Más de la mitad de los argentinos se considera de clase baja y persiste la preocupación por la pérdida del poder adquisitivo
ECONOMÍA Agencia de Noticias del Interior
- Más de la mitad de los argentinos se considera de clase baja.
- El 86,1% afirma que su salario perdió frente a la inflación.
- Seis de cada diez sostienen que el dinero solo les alcanza hasta el día 20 de cada mes.
- Casi siete de cada diez desconfían de las cifras oficiales de inflación.
- La mayoría cree que la situación económica aún puede empeorar.
- La imagen del Gobierno mostró una leve recuperación pese al persistente malestar económico.
La situación económica continúa marcando la percepción que los argentinos tienen sobre su calidad de vida, más allá de los indicadores macroeconómicos. Un relevamiento de opinión pública reflejó que el 50,2% de la población se identifica como perteneciente a la clase baja, mientras que una amplia mayoría sostiene que sus ingresos perdieron poder de compra frente a la inflación y que cada vez resulta más difícil llegar a fin de mes.
El estudio, elaborado por Zentrix Consultora a través de su Monitor de Opinión Pública (MOP), muestra que las dificultades económicas siguen siendo una de las principales preocupaciones de la sociedad. Apenas el 10,5% de los consultados afirmó considerarse parte de la clase alta, mientras que cerca de cuatro de cada diez dijeron pertenecer a la clase media, configurando un escenario en el que predomina la sensación de deterioro económico.
Uno de los datos más significativos del informe indica que el 86,1% de los encuestados considera que su salario no logró acompañar el ritmo de la inflación. La percepción de pérdida del poder adquisitivo se mantiene prácticamente sin modificaciones respecto de los últimos meses, consolidándose como una preocupación persistente entre distintos sectores sociales.
El relevamiento también pone de manifiesto que esta sensación alcanza tanto a quienes respaldan al Gobierno como a quienes se identifican con la oposición. Entre los votantes oficialistas, siete de cada diez consideran que sus ingresos quedaron rezagados frente al aumento de los precios, mientras que entre los opositores esa percepción alcanza niveles aún más elevados.
Las dificultades para afrontar los gastos cotidianos también aparecen con fuerza en los resultados. El 61% de los consultados afirmó que el dinero le alcanza, como máximo, hasta el día 20 de cada mes. En contraste, apenas el 13% sostuvo que logra cubrir todos sus gastos mensuales e incluso ahorrar parte de sus ingresos.
Las diferencias según la autopercepción social son notorias. Entre quienes se consideran de clase alta, una minoría reconoce quedarse sin recursos antes de finalizar el mes. En cambio, ese porcentaje crece de manera considerable entre quienes se identifican como clase media y alcanza niveles muy elevados dentro del grupo que se considera de clase baja, donde la mayoría asegura enfrentar dificultades económicas antes de concluir el mes.
El informe también expone un marcado nivel de desconfianza respecto de las cifras oficiales de inflación. El 68,8% de los consultados considera que el índice difundido por el INDEC no refleja el verdadero incremento de precios que experimenta en su vida cotidiana. Esa percepción resulta todavía más elevada entre quienes se identifican como integrantes de la clase baja.

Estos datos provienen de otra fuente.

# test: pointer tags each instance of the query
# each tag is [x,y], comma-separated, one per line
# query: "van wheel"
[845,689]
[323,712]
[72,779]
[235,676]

En cuanto a las expectativas económicas, el panorama continúa dividido, aunque con predominio del pesimismo. Más de la mitad de los encuestados cree que la situación económica todavía puede empeorar, mientras que una proporción menor considera que el período más complejo ya quedó atrás. Las respuestas vuelven a mostrar diferencias importantes según la identificación política de cada entrevistado.
Otro aspecto destacado del relevamiento está relacionado con las principales preocupaciones de la población. Cuando la consulta se realizó de manera espontánea, la corrupción apareció como el problema más mencionado, seguida por la figura del presidente Javier Milei y luego por la economía. En cambio, cuando se ofreció un listado de opciones, la corrupción volvió a ocupar el primer lugar, seguida por los ingresos y salarios y la incertidumbre económica.
En paralelo, el trabajo registró una leve mejora en la valoración del Gobierno respecto de los meses anteriores. La desaprobación de la gestión presidencial mostró una disminución en comparación con la medición previa, mientras que la aprobación experimentó un incremento moderado, interrumpiendo una tendencia negativa que se había extendido durante cuatro meses consecutivos.
De acuerdo con el análisis de la consultora, esa mejora en la imagen del Gobierno no estaría vinculada a una recuperación económica perceptible por la población, sino a una creciente adaptación social al proceso de ajuste. Sin embargo, los resultados evidencian que la preocupación por los ingresos, el costo de vida y la pérdida del poder adquisitivo continúa siendo uno de los principales desafíos que enfrenta la sociedad argentina.